The Zero-Waste Philosophy of Sandige
Before 'zero-waste' became a global trend, it was a way of life in countless Indian households. Grandmothers were the original masters of thrift, ensuring not a single grain was wasted. Sandige, also known as vadam or fryums in different parts of the country,
is a perfect embodiment of this philosophy. These are sun-dried fritters, traditionally made in large batches during the summer months and stored for the entire year. By using leftover cooked rice, you are not just making a snack; you are participating in a long-standing tradition of resourcefulness and respect for food. It’s a simple, effective way to reduce your kitchen waste and save money on store-bought snacks, all while creating something genuinely delicious.
What You Will Need
The beauty of this recipe lies in its simplicity. You don't need fancy equipment or exotic ingredients. Here's a basic list to get you started:
* **Leftover Cooked Rice:** About 2 cups. Any plain, unseasoned variety like Sona Masuri or basmati works well. The rice should be soft-cooked, not al dente.
* **Water:** As needed, to achieve the right consistency.
* **Salt:** To taste.
* **Spices:** This is where you can get creative. A classic combination includes 1 teaspoon of cumin seeds (jeera) and 2-3 green or red chillies, finely chopped or ground to a paste.
* **Asafoetida (Hing):** A pinch, for that authentic flavour and to aid digestion.
* **Optional Additions:** You can also add sesame seeds, chopped curry leaves, or a squeeze of lime juice for extra flavour.
Step-by-Step Guide to Making Rice Sandige
Follow these steps to transform your leftover rice into a crunchy delight.
**1. Prepare the Batter:** Take your leftover cooked rice in a blender jar. Add the chillies, salt, asafoetida, and a little water (start with about 1/4 cup). Blend everything into a smooth, thick paste. The consistency should be like a thick dosa batter—pourable but not runny. If it’s too thick, add a tablespoon of water at a time until you reach the desired texture. Transfer the batter to a bowl and stir in the cumin seeds.
**2. Shape the Sandige:** This is the fun part. Traditionally, this is done on a clean cotton cloth or a plastic sheet laid out in the sun. Take a spoonful of the batter and pour small, coin-sized circles onto the sheet, leaving a little space between each one. You can also use a piping bag or a ziplock bag with a corner snipped off for more uniform shapes. Keep them small and thin, as this helps them dry faster and puff up better when fried.
**3. The Drying Process:** Drying is the most critical step. The traditional method is sun-drying. Place the sheet under direct, strong sunlight for 2-3 days, or until the sandige are completely dry, brittle, and peel off the sheet easily. If you don't have access to strong sunlight, you can use your oven. Set it to the lowest possible temperature (around 50-70°C) and place the sandige on a baking tray lined with parchment paper. Leave the oven door slightly ajar to allow moisture to escape and bake for several hours until completely dehydrated.

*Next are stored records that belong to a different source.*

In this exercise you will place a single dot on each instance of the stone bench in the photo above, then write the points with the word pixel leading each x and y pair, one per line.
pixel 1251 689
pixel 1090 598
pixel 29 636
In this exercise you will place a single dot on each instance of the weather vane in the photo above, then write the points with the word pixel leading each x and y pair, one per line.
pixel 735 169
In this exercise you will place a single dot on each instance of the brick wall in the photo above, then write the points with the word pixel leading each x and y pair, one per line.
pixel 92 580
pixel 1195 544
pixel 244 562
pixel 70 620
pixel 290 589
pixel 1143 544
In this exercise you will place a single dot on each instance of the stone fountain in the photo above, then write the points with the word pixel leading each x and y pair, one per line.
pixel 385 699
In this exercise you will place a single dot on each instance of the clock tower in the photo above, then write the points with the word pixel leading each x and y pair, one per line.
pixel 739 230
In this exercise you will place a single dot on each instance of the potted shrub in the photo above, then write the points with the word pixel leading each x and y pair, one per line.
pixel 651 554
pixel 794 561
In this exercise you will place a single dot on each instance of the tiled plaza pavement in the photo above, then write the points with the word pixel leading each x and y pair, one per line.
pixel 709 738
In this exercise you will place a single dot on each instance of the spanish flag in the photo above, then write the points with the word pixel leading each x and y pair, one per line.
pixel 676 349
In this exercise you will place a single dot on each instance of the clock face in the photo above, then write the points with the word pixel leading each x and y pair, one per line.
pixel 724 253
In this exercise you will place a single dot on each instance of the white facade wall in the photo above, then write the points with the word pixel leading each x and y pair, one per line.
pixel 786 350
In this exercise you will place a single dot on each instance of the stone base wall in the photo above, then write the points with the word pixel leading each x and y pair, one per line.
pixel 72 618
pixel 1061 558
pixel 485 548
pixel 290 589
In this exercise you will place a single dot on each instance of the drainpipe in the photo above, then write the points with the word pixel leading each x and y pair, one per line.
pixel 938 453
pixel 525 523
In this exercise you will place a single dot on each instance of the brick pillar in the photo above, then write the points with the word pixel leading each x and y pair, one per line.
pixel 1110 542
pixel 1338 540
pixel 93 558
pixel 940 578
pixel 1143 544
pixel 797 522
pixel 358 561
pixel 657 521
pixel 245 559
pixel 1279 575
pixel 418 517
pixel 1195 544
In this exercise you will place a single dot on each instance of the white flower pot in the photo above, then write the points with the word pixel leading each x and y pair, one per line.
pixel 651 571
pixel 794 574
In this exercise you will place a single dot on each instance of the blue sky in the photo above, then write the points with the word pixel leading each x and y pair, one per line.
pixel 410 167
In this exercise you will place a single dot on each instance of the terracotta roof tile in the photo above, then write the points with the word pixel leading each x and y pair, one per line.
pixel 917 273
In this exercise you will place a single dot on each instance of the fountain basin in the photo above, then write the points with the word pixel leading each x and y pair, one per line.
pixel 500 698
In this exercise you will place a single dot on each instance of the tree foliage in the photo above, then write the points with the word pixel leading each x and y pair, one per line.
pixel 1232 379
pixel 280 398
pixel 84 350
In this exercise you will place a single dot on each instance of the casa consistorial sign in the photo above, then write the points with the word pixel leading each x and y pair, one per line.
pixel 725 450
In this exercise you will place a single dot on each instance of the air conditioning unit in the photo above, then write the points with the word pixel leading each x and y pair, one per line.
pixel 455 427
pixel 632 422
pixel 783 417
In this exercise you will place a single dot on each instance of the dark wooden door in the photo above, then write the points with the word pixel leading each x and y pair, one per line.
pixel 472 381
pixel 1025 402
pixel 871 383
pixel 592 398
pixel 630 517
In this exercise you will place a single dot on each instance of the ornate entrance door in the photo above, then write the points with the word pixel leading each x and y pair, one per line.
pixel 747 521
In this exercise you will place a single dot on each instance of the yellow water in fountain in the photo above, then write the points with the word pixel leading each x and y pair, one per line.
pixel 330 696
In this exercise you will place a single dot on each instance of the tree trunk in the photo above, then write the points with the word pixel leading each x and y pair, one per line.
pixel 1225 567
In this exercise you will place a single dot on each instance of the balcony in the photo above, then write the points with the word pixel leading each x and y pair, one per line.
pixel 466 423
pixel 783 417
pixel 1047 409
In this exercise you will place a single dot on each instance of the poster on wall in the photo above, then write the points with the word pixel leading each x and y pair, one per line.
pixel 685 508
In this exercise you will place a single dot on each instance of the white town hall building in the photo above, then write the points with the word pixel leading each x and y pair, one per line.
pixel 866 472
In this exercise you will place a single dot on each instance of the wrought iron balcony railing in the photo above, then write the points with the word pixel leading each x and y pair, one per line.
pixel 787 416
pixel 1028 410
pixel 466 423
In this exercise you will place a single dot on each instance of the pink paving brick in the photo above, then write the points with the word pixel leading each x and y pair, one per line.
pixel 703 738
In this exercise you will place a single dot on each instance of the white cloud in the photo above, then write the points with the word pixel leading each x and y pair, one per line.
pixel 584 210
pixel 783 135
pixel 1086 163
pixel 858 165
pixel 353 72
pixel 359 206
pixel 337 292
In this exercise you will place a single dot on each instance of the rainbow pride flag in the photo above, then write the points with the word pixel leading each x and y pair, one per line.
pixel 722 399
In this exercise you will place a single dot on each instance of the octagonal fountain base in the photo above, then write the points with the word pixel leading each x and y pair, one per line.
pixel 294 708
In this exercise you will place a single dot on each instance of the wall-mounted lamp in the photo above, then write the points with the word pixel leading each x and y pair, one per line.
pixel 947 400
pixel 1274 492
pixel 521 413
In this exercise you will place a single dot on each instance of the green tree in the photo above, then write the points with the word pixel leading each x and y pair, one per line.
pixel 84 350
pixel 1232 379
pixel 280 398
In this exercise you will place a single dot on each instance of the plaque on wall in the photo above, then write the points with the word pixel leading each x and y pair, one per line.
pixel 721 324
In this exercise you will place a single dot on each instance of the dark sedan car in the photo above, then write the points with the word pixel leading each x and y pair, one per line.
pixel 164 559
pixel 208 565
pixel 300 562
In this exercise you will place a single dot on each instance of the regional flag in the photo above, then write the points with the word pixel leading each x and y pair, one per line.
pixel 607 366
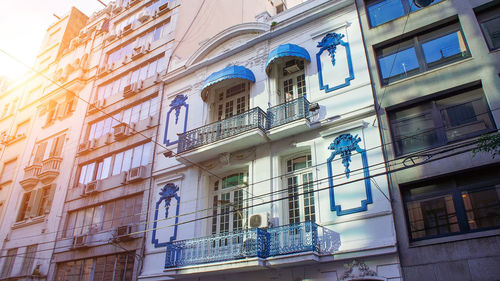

Frying and Storing Your Creation
Once your sandige are bone-dry, they are ready for storage or frying. Heat oil in a kadai or pan over medium-high heat. To test if the oil is ready, drop a small piece of sandige in; it should sizzle and puff up immediately. Fry a few sandige at a time for just 2-3 seconds until they expand and turn a light golden brown. Don't overcrowd the pan. Quickly remove them with a slotted spoon and place them on a paper towel to drain excess oil.
For storage, keep the sun-dried, uncooked sandige in an airtight container. If stored correctly in a cool, dry place, they can last for over a year, giving you a ready supply of a homemade, preservative-free snack whenever you crave it.